Negative painting means that you paint not the subject, but the space around it.
It is not necessary to paint around the whole perimeter of the subject. I like to use this technique selectively just to bring out an important edge here or there.
One of my favourite ways to do this is to drop the dark colour in the background against the lightest edge of the subject and then soften off the edge with water so that the watercolour blends out, gradually and naturally.
4.Create a Simple Vignette Style Watercolour Background
You could, as we already established use the negative painting technique all the way around do this the entire way around the subject.
When you do add a colour the whole way around you get a vignette effect. You can choose to use one colour all the way around or multiple colours. Watercolour blends so beautifully all by itself if you let it. Click here if you find this hard and would like some help with that.
It is the sort of thing you might see around a portrait for example.
A colour is placed against the subject to show its edges and offer a contrasting colour perhaps but it is not necessary to take it all the way to the edges of the page.
Unless you want to, of course.
5 Create Watercolour Background by Starting with a Full Wash Over the Entire Page
If you know that your subject is better off on a colour background, you could, of course begin with a wash over the entire page, let it dry and then paint the subject on top.
Layering watercolour is a trusted technique that makes the most of the transparent qualities of the paint. However this does mean that you will need to have the subject darker than the background.
Since the background colour of the wash will show through the top layer it will give the whole piece an integrated look - a particular mood.
6 Create a Full Watercolour Background With Masking (or more Negative Painting)
You could draw out your subject and paint everything but the subject ie negatively paint the entire background. There might even be a temptation to use masking fluid, but my advice is to save that for very small areas and rather just paint around the subject.
Once dry you could add the subject in the blank space. I am not wild about this idea at all. (But it can be effective for something like a field of white daisies, for example)
It can be really tricky to get the edges of the subject to line up with edges of the background. Another problem that can arise with both of these methods is that the subject often looks a little pasted on. A way to integrate the subject is to soften off some of the edges with a damp brush, for example fur or hair does not have a hard edge, so if you have those sort of edges in your painting you might want to look into using the softening off technique.
Hard and soft edges are rather important too - but we’ll save that for another time - let’s stick with the backgrounds for now.

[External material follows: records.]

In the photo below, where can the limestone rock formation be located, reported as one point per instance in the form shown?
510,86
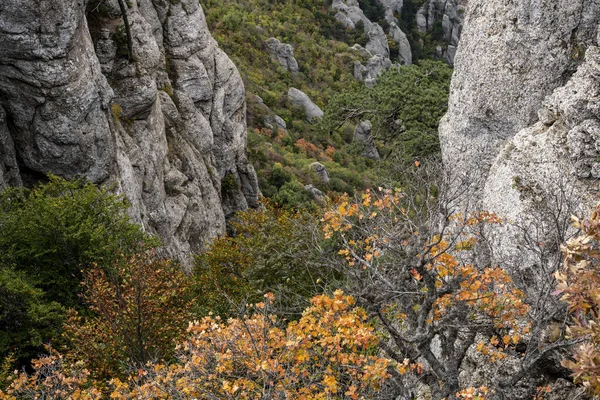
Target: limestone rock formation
450,15
349,13
284,53
404,50
364,136
368,73
165,124
321,171
301,99
524,109
391,7
377,44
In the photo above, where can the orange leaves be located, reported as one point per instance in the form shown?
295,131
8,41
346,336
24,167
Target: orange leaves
579,285
472,393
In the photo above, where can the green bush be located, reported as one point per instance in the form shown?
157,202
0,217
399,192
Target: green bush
27,319
54,230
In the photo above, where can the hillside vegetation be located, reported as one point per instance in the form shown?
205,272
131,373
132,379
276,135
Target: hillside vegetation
415,97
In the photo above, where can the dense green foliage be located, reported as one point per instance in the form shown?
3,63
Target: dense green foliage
27,319
54,230
417,96
49,235
272,250
404,107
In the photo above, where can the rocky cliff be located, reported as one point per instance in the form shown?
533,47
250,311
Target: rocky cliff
161,116
525,110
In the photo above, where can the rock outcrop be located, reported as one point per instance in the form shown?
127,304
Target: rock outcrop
369,73
525,110
404,50
300,99
364,137
449,14
165,124
284,53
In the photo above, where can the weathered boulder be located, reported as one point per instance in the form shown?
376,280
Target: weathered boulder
364,136
404,50
316,194
450,15
300,99
361,51
284,53
165,124
377,44
391,7
321,171
504,71
349,13
528,121
369,73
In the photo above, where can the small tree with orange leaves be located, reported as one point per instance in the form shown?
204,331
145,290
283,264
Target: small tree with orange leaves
579,285
410,260
327,354
139,310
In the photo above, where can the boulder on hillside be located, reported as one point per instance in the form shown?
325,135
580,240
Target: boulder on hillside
321,171
363,135
404,50
301,99
284,53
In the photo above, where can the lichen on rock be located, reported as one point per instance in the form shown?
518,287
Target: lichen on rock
165,124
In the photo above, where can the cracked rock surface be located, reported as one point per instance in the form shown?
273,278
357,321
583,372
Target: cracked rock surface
165,125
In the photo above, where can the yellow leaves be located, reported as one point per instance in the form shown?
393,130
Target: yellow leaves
416,274
330,383
579,286
472,393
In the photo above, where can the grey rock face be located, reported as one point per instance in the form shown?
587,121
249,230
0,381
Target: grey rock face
503,72
525,112
321,171
377,44
300,99
348,12
361,50
369,73
316,194
167,130
284,53
450,14
404,50
363,135
391,7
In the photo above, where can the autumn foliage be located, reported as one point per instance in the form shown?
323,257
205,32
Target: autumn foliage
421,283
579,285
329,353
139,311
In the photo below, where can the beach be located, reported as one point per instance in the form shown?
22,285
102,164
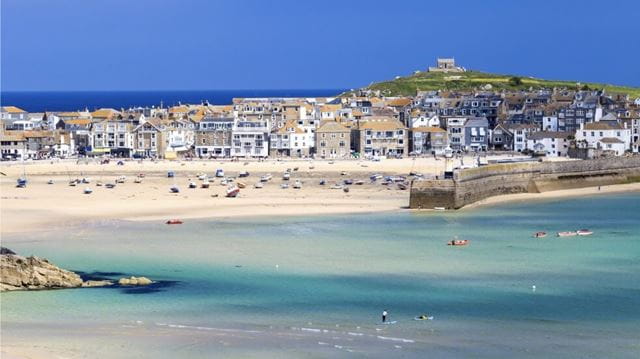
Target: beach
46,206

7 How to paint a blurry background in watercolour
As we were saying earlier, a clean background puts the focus on the subject. There is a way to add a background which does not compete too much with the subject.
Using the same trick photographers use, you can keep the subject clean and clear and sharp and make the background soft and blurry. This is one of my favourites. And it is quite easy to achieve.

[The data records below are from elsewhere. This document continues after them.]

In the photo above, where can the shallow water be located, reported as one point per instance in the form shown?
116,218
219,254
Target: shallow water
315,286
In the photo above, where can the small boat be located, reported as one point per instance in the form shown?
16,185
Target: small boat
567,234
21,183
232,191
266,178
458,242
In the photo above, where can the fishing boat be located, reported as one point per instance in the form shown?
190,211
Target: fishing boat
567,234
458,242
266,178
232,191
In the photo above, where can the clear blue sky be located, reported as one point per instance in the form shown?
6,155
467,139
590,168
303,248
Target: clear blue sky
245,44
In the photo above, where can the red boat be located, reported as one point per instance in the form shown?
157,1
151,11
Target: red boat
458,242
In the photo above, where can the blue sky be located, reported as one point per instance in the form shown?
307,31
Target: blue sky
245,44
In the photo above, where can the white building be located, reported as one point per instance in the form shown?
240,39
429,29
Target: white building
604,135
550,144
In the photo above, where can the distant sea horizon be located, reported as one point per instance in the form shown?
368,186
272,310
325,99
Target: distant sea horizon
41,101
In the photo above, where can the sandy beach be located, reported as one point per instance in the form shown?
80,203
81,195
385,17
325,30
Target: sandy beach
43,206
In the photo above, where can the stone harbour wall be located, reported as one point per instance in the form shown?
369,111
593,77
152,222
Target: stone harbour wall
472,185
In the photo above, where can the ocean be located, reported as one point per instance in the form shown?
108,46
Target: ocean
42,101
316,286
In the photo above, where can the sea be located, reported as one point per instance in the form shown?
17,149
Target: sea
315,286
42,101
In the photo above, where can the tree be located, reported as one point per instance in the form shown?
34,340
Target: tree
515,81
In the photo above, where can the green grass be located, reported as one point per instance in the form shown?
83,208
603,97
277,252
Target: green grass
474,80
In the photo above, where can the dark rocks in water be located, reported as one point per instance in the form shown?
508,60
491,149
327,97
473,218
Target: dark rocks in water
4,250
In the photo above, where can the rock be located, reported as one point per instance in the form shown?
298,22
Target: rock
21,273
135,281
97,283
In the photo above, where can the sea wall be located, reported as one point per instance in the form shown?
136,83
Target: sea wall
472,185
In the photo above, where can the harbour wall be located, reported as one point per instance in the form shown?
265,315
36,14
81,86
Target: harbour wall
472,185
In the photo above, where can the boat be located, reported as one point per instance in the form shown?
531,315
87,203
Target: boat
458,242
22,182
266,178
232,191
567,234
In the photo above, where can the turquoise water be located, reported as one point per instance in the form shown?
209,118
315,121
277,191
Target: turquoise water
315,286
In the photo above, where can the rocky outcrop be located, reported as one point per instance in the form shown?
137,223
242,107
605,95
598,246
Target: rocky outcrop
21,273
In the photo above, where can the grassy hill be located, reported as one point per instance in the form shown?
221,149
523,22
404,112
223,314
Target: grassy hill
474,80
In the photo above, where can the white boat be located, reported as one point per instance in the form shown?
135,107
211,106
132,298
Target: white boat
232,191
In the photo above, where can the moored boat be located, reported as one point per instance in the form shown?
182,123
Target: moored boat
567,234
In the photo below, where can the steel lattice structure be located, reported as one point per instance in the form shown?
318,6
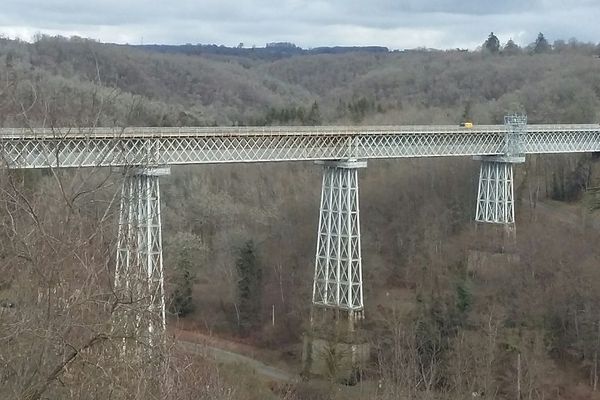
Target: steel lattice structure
338,266
495,194
139,279
43,148
338,270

If you wet the background with clean water, you can paint the sort of shapes that you see in the background and they will automatically blur for you because of the damp paper.

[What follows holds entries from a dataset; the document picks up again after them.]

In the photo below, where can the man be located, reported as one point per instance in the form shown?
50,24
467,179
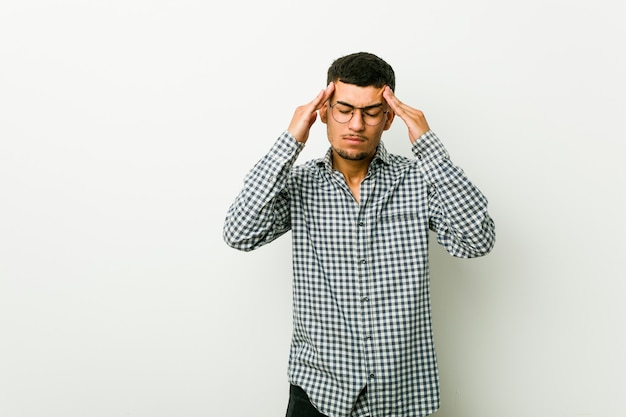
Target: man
360,217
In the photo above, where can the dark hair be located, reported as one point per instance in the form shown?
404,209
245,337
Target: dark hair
362,69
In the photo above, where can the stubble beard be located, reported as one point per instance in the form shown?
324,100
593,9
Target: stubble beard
350,156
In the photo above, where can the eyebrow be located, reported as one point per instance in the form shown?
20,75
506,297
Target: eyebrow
371,106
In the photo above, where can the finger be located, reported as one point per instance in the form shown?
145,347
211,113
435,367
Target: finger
323,96
392,100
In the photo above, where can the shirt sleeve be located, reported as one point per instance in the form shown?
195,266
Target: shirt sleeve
261,212
457,209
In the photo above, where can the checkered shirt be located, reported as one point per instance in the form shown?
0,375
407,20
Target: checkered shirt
361,289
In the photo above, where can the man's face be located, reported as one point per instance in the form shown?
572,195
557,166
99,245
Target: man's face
355,139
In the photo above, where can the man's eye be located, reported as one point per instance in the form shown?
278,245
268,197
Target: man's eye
344,109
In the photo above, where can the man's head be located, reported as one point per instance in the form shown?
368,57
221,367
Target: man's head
362,69
357,113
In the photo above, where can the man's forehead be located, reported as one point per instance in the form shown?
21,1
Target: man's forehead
358,96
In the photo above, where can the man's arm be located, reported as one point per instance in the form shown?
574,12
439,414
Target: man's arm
261,212
457,208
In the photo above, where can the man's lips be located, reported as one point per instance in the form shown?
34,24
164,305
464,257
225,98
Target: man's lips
354,139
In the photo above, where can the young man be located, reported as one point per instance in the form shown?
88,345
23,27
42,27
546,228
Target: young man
360,217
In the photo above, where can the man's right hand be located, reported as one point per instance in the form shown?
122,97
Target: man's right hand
305,115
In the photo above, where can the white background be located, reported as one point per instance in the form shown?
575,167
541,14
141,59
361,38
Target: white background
127,127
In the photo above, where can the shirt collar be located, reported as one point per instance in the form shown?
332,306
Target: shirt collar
381,157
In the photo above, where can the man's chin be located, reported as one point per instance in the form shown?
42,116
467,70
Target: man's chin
351,156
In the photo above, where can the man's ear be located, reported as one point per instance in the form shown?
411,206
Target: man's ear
389,119
324,113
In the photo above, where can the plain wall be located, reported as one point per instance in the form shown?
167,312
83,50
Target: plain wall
126,129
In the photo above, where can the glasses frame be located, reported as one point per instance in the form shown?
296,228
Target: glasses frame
363,110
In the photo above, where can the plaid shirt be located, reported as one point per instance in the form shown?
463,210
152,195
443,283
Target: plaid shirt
361,313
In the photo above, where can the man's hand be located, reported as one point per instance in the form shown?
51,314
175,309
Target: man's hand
305,116
413,118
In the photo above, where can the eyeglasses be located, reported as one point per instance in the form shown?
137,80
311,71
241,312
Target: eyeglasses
371,115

Keeping the colours fairly light will add to this effect.
8. What about the ‘background’ when you are painting a whole scene?
If you paint a whole scene or perhaps something like a landscape, the background is pretty much the painting. In this case the question of how to paint the background arises much less.
Or does it…?
I think that all the things that you learn from painting simple subjects on their own still apply in the complete scene painting. For example…
Every painting needs a focus.
What will you keep sharp? What will you let be soft?
How will you show the highlight on the main subject?
All the same fundamental questions apply.
Painters are excellent problem solvers.
So all you need is the right questions - the answers will flow from there. Gather a collection of tips and techniques in your arsenal and then trust your instincts on which ones to apply to your current project.